Hopefully, a week after my Test::Database, for CPAN Authors, some CPAN authors have started to use Test::Database. ;-)
Test::Database is fine to test database independence on your local setup, but to really leverage the power of CPAN Testers to fully test your module over all types of setups, it needs to be installed and configured on a sufficient number of tester hosts.
During my YAPC Europe 2009 talk about Test::Database, I invited several CPAN testers to attend. This is a chicken and egg type situation: this is a useful module, but CPAN authors will use it if they know it will be available on a reasinable number of testing hosts. On the other hand, few CPAN tester will bother configuring it if noone's using it anyway.
This post is basically a replay of my YAPC::Europe talk: last week I invited CPAN authors to try out Test::Database, and this week I invite CPAN testers to install and configure Test::Database as part of the toolchain installed on their smokeboxes.

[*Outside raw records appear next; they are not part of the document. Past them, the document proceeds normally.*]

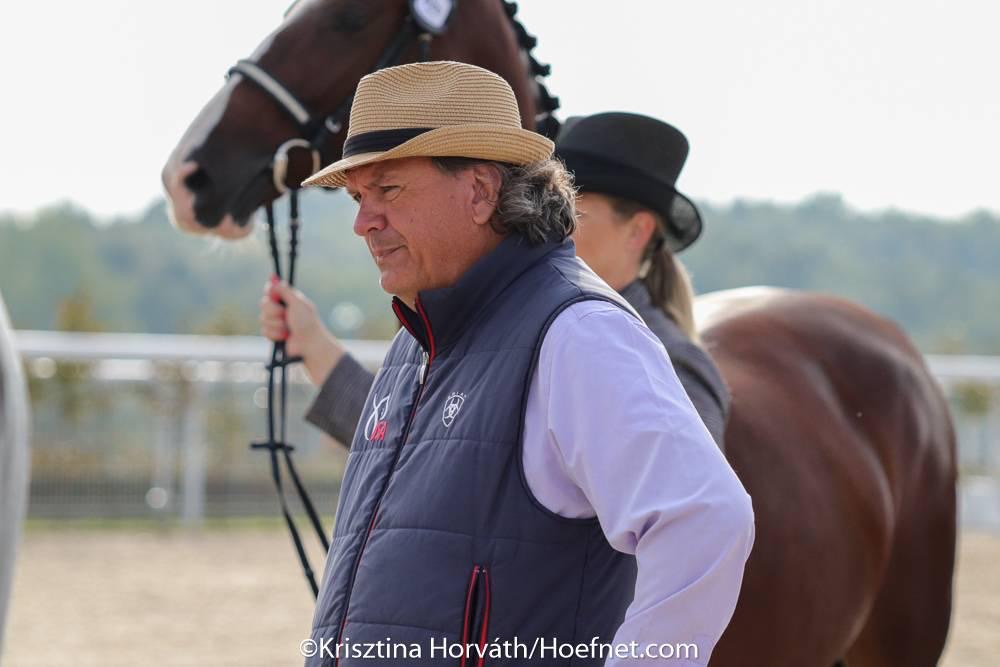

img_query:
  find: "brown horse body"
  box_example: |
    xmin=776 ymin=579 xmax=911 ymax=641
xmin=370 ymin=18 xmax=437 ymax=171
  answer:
xmin=163 ymin=0 xmax=956 ymax=667
xmin=697 ymin=288 xmax=956 ymax=667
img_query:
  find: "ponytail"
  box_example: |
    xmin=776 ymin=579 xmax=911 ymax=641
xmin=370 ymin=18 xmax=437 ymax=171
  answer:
xmin=639 ymin=238 xmax=701 ymax=345
xmin=610 ymin=197 xmax=701 ymax=345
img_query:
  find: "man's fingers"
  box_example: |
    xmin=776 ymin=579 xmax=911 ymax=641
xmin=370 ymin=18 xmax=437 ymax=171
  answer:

And the documentation contains a nice tutorial, so it shouldn't be too hard.
Re:So what should be the order of precedence?
BooK on 2009-10-06T14:51:18
(Sorry for the late answer...)
I agree that we have overlapping concerns, and that I have probably overlooked some use cases (I was concerned with testing over as many database engines as possible).
Regarding defaults, Test::Database will automatically fallback on any file-based database that is available.
Test::Database is about letting the system owner do all the hard work of configuring databases for us, and just providing what's available. Test::Database only provides the DSN information, but filling the database is up to the test author (or, if I understood correctly, your module). On the other hand, it garantees you'll get the same DSN information between scripts in the same test suite (the mapping algorithm is based on the cwd).
We should probably continue by email, if you're interested.